Italian politician and journalist

Claudio Treves (24 March 1869 – 11 June 1933) was an Italian politician and journalist.

==Life==
===Youth===
Claudio Treves was born in Turin into a well off assimilated Jewish family. As a student he participated in the Radical milieu of Turin and, in 1888, he joined first his university's student radical circle, then the local independent labor union, influenced by the Milanese socialist Filippo Turati.
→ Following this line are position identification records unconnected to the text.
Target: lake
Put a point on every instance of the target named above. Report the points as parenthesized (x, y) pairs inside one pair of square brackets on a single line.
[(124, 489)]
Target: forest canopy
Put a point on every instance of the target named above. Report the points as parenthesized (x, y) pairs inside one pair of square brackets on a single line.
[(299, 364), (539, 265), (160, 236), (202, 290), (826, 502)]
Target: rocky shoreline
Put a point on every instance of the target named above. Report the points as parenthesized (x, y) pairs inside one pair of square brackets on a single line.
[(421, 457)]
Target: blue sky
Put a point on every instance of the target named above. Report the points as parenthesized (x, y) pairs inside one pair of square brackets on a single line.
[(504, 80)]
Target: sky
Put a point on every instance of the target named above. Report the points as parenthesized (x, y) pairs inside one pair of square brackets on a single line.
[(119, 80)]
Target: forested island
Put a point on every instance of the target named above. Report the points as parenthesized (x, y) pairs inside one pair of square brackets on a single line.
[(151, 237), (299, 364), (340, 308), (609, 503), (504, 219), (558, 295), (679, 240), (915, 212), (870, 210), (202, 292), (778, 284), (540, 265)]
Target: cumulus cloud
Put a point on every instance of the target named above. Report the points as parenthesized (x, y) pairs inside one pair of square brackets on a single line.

In 1892 he graduated in law and made his way into the militant socialist community.

===PSI===
Treves became a member of the managing committee of the Piedmontese regional federation of the Partito Socialista Italiano (PSI), and in 1894, prosecuted under the 'exceptional laws' on sedition, he spent two months in prison. For some years after he travelled abroad, spending two years to Berlin, then on to Paris, Switzerland, Netherlands, Belgium and Scandinavia. All the while Treves was sending reports from these countries to Avanti!, the Italian socialist paper. He contributed to several newspapers and periodicals, among which were Per l'idea, Grido del popolo (which he edited from 1896 to 1898), Critica Sociale, Lotta, Lotta di classe, Rassegna popolare del socialismo, Riscatto and, finally, Milan's Università popolare where he was on the editorial board until 1915.

===From the PSI to the PSU===
In 1899 he moved to Milan to become editor of the daily Il Tempo, which under his stewardship became a leading voice for greater democracy and the Italian Reformist Socialist movement. Working closely with Turati, in 1906 he was elected deputy from Milan. over the next decade, the PSI see-sawed between reformist and revolutionary factions. Seen as far too close to Giovanni Giolitti and the Liberals, Turati and the Reformists lost control of the party in 1904, regained it in 1908, only to lose it again in 1912. After the Milan conference of the PSI in 1910 he was named editor of Avanti!, a job in which he was succeeded in 1912 by Giovanni Bacci and later Benito Mussolini before the one time socialist's drift to the right. As a result of the division in the socialist movement between 'Maximalists' and Reformists, in 1922, with Turati, Giacomo Matteotti, and Treves founded the Unitary Socialist Party (PSU). He was named editor of the party's paper, La Giustizia, only to see it closed by state order of the new Fascist government in 1925.

===Exile===
In November 1926 Treves fled into exile, emigrating first to Switzerland and then to France, where he was one of the more frequent collaborators of the weekly journal of the PSLI (the underground successor to the now outlawed PSU), Rinascita socialista. In 1927 he was named editor of La Libertà, journal of the Concentrazione Antifascista Italiana, a coalition of non-communist Italian anti-fascist groups. In 1930 he supported the unification of the PSLI and the PSI. Always attentive to the evolution of European Socialism, he attended the British Labour Party conference of 1930, the international trade union conference in Madrid in June 1931 and the conference of the Socialist International in Vienna in July 1931.

He died on 11 June 1933, still in exile in Paris, and in 1948 his ashes were returned to Milan.

===Family===
Treves' son, Paolo Treves, later succeeded him as a militant of the PSI and editor of Avanti!, while his sister, Annetta Treves, was also active in Milanese politics. She is the mother of writer and activist Carlo Levi.

In the Florestano Vancini's film The Assassination of Matteotti (1973), Treves is played by Manlio Busoni.